Cell 211
Auréolé de plusieurs Goya (le César ibérique), immense succès en Espagne, Cell 211 (ou Cellule 211) témoigne de la bonne santé du film de prison, genre aussi vieux que les drames sociaux de la Warner dans les années 1930, et dont l’Europe a mis du temps à s’emparer.
Après Un prophète, entièrement centré sur l’ascension d’une petite frappe issue du sérail délinquant, Cell 211 se focalise sur Juan Oliver, un futur père de famille propret et bien élevé qui, un jour avant sa prise de fonction comme gardien à la prison de Zamora, décide d’aller tâter le terrain de son lieu de travail et renifler un peu l’atmosphère transpirante et explosive qui y règne. Mais au cours de sa visite, une mutinerie éclate, conduite par Malamadre (Luis Tosar, inoubliable parrain de la drogue dans Miami Vice de Mann). Abandonné dans la cellule 211, Juan n’a qu’une solution de survie, faire croire aux autres prisonniers qu’il vient juste d’être incarcéré. Mais, comme dans tout récit d’infiltration, la fiction que l’on fabrique finit souvent pas déteindre sur le joueur.

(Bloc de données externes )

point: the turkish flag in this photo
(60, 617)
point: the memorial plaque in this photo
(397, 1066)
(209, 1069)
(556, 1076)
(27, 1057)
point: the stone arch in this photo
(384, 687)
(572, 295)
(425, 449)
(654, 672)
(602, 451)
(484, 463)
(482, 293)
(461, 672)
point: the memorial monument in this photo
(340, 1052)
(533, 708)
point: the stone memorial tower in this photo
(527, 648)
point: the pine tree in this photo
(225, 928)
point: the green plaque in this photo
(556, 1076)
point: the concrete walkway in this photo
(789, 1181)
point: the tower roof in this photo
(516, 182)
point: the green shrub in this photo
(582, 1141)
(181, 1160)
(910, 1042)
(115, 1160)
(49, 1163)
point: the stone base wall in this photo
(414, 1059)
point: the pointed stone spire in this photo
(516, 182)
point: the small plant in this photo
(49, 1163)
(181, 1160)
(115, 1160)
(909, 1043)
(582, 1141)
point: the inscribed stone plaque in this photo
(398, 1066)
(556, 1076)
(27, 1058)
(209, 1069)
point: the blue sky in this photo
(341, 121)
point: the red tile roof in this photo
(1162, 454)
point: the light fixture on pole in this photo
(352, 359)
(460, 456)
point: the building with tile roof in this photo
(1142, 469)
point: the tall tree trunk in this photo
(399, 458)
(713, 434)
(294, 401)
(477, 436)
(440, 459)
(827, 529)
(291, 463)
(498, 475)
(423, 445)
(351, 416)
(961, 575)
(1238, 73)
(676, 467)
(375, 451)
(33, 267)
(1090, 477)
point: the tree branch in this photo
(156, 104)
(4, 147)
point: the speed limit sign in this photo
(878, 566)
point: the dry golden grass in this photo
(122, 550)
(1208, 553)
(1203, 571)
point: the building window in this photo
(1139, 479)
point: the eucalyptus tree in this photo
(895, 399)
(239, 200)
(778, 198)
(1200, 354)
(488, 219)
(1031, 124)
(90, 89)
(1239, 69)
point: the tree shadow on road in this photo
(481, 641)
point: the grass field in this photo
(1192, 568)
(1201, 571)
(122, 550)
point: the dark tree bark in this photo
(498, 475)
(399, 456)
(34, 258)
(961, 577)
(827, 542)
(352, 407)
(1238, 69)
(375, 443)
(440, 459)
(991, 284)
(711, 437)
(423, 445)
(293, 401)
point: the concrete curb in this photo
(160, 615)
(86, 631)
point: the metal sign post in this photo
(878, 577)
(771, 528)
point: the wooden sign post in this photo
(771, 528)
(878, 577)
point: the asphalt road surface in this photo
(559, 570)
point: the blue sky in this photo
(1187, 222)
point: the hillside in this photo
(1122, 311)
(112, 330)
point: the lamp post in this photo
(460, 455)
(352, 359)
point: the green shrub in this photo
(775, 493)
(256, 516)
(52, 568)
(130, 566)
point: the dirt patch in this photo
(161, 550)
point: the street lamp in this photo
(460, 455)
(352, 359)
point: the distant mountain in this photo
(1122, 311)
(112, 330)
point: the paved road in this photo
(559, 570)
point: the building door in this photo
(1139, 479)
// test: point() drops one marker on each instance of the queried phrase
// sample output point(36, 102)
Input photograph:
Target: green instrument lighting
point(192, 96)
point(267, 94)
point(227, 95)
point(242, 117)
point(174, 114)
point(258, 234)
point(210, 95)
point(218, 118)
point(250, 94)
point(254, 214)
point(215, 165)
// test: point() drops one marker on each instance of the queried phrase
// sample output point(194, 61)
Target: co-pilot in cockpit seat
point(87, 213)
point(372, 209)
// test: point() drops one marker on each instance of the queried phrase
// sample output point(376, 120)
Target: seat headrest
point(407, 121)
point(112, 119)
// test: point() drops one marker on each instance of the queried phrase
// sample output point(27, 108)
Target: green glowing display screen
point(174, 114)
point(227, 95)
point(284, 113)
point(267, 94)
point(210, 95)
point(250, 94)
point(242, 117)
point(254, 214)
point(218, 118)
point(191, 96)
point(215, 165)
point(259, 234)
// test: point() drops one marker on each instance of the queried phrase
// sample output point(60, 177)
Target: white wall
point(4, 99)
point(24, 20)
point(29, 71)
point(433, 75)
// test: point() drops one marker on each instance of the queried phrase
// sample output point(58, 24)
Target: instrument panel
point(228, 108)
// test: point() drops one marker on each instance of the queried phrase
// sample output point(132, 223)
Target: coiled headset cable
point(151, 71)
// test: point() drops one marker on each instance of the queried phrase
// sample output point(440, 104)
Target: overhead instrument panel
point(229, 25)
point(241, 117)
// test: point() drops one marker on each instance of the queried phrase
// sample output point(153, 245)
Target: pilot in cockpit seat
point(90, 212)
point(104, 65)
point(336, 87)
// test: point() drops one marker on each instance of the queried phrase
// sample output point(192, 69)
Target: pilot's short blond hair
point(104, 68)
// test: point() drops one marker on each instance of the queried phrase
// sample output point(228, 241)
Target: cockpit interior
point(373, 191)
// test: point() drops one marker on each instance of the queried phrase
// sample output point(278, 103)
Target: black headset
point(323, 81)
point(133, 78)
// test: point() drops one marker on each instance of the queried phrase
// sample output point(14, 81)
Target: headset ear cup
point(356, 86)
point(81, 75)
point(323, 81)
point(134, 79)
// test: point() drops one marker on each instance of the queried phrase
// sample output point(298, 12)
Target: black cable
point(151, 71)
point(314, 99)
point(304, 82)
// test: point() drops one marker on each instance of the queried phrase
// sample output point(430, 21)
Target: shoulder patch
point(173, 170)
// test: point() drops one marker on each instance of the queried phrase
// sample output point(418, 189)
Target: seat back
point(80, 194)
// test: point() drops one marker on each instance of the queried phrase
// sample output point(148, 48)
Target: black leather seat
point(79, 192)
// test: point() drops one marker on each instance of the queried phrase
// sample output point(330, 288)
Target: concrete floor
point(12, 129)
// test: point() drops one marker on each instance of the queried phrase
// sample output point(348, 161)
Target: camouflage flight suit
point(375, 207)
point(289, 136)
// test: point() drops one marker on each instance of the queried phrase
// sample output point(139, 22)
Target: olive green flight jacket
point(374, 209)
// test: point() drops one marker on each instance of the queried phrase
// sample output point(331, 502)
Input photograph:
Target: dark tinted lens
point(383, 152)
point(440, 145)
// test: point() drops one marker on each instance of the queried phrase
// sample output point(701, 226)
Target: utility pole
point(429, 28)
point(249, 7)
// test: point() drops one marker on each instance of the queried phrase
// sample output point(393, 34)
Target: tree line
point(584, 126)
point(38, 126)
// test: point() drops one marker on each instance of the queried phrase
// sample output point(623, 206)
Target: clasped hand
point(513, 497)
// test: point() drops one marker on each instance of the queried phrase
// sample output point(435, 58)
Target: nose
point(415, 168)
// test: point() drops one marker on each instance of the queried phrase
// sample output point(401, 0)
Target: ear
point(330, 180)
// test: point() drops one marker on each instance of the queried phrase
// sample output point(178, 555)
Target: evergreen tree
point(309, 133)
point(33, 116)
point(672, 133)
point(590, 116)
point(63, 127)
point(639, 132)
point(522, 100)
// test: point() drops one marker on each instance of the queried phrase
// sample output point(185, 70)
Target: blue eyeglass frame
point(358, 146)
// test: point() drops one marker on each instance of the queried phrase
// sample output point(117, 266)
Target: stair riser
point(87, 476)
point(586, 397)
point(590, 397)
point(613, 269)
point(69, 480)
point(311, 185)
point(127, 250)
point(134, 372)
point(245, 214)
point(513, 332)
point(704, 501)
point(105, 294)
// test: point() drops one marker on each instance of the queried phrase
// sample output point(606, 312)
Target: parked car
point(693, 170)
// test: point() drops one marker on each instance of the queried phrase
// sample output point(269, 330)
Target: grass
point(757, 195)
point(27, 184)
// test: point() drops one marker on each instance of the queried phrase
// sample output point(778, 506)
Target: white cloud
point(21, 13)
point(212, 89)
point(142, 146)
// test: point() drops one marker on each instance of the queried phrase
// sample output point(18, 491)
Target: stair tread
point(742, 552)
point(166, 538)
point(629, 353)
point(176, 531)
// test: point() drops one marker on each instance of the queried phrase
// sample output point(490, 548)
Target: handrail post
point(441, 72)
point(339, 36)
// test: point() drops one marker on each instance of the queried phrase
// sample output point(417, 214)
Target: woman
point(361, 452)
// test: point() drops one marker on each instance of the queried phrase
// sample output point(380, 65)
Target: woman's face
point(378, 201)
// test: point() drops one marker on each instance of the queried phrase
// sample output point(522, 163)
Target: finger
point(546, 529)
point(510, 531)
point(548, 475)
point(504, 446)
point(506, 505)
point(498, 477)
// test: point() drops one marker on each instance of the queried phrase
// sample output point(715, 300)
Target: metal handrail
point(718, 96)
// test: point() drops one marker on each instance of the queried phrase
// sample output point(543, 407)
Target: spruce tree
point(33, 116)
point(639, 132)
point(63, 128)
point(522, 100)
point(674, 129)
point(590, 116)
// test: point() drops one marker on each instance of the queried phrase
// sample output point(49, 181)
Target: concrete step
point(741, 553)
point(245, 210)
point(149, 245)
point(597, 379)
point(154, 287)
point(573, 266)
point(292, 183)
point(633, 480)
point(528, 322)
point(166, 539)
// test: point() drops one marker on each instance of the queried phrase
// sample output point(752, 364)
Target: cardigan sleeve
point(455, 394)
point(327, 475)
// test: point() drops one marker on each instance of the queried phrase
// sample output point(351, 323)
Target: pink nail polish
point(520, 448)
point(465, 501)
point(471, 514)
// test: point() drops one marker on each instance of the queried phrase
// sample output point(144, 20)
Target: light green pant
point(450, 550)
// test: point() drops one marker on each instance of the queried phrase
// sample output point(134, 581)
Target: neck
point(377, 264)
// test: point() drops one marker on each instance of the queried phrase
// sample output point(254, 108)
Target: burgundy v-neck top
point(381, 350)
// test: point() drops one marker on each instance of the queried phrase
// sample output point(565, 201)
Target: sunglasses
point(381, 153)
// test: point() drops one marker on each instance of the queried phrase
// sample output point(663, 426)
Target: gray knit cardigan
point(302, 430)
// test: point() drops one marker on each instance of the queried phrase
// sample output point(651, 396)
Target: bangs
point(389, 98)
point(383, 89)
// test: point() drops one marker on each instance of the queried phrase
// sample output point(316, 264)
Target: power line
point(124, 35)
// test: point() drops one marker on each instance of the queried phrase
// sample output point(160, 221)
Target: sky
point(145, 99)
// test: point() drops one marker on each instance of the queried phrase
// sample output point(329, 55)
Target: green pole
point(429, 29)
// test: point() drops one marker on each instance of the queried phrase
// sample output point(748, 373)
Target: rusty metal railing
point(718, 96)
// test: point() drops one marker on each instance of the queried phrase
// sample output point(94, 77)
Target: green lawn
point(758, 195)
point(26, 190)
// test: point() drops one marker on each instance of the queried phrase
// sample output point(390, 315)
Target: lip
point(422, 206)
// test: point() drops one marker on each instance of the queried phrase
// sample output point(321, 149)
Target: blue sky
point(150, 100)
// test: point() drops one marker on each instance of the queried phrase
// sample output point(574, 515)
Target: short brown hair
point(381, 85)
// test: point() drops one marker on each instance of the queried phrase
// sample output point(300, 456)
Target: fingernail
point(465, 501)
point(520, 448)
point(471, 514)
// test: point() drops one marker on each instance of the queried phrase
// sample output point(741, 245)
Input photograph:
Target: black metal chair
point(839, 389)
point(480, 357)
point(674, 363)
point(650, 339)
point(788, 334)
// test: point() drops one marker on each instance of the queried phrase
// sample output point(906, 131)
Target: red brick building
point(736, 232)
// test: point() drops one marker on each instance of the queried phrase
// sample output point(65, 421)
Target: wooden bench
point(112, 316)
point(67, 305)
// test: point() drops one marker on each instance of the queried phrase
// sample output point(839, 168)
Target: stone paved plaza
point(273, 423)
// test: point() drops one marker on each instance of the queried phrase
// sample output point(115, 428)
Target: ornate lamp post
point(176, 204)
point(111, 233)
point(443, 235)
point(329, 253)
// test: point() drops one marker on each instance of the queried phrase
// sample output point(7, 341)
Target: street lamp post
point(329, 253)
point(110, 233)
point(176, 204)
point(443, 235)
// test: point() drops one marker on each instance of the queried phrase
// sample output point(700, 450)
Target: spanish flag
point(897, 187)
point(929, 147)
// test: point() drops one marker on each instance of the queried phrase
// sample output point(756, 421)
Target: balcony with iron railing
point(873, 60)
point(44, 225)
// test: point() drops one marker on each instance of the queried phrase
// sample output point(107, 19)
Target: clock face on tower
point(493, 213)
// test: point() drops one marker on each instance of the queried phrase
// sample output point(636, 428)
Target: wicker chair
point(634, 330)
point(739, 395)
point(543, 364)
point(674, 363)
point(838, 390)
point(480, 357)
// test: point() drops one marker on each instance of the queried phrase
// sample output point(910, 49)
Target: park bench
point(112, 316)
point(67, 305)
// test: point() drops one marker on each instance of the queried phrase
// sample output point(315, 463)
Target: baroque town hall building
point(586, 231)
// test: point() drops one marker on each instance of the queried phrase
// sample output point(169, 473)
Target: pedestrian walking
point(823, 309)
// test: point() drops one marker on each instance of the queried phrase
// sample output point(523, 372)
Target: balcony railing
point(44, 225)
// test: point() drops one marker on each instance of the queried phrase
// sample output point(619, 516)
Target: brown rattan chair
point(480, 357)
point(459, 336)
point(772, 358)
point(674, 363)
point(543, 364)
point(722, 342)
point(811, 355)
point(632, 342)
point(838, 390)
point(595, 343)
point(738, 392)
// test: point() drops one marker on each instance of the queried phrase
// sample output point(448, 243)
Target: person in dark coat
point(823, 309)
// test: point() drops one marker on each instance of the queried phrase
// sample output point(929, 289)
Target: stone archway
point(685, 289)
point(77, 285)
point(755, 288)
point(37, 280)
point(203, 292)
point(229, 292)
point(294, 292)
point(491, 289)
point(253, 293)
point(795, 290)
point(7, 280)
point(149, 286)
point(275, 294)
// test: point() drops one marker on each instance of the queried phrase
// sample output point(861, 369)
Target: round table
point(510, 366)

Avec ce thriller carcéral, Daniel Monzon chasse de nombreux lièvres en même temps et parvient à en saisir quelques‑uns puissamment. Tout d’abord, la description du quotidien infernal et inhumain de ces criminels que l’institution transforme en bêtes fauves, la loi du Talion entre des clans fortement hiérarchisés autour de Malamadre (littéralement « mauvaise mère »), crâne rasé, musculeux, imposant, mais aussi retord et droit, violent et émouvant, barbare et fidèle.
Ensuite, la fragilité d’une société espagnole, filmée ici comme une poudrière, qui s’avère incapable d’offrir des réponses justes et mesurées aux maux qui la gangrènent. Répression aveugle des policiers d’un côté qui, sous l’œil des caméras de télévision, tabassent les familles des prisonniers, inquiètes du sort des leurs. Frilosité politique et lâcheté de l’institution de l’autre, lorsque les autorités apprennent que des membres de l’Eta, jusque‑là isolés des autres, deviennent monnaie d’échange. D’ailleurs, et c’est paradoxalement l’une des forces du film, on peine à comprendre précisément ce qu’exigent les prisonniers, la nature de leur requête (un meilleur traitement, la reconnaissance officielle de conditions de détention iniques ?).
Pour haletant qu’il soit, le film de Daniel Monzon peine à trouver un second souffle. Sa mise en scène, dynamique et classique, court sans cesse après un scénario sur‑écrit, comme une très bonne série TV allergique aux temps morts et à la respiration à l’intérieur des séquences. Enfin, les allées et venues entre le présent carcéral et cauchemardesque de Juan et son passé idyllique et cotonneux avec sa femme enceinte, rajoutent un effet mièvre et parfois didactique dont on se serait volontiers passé.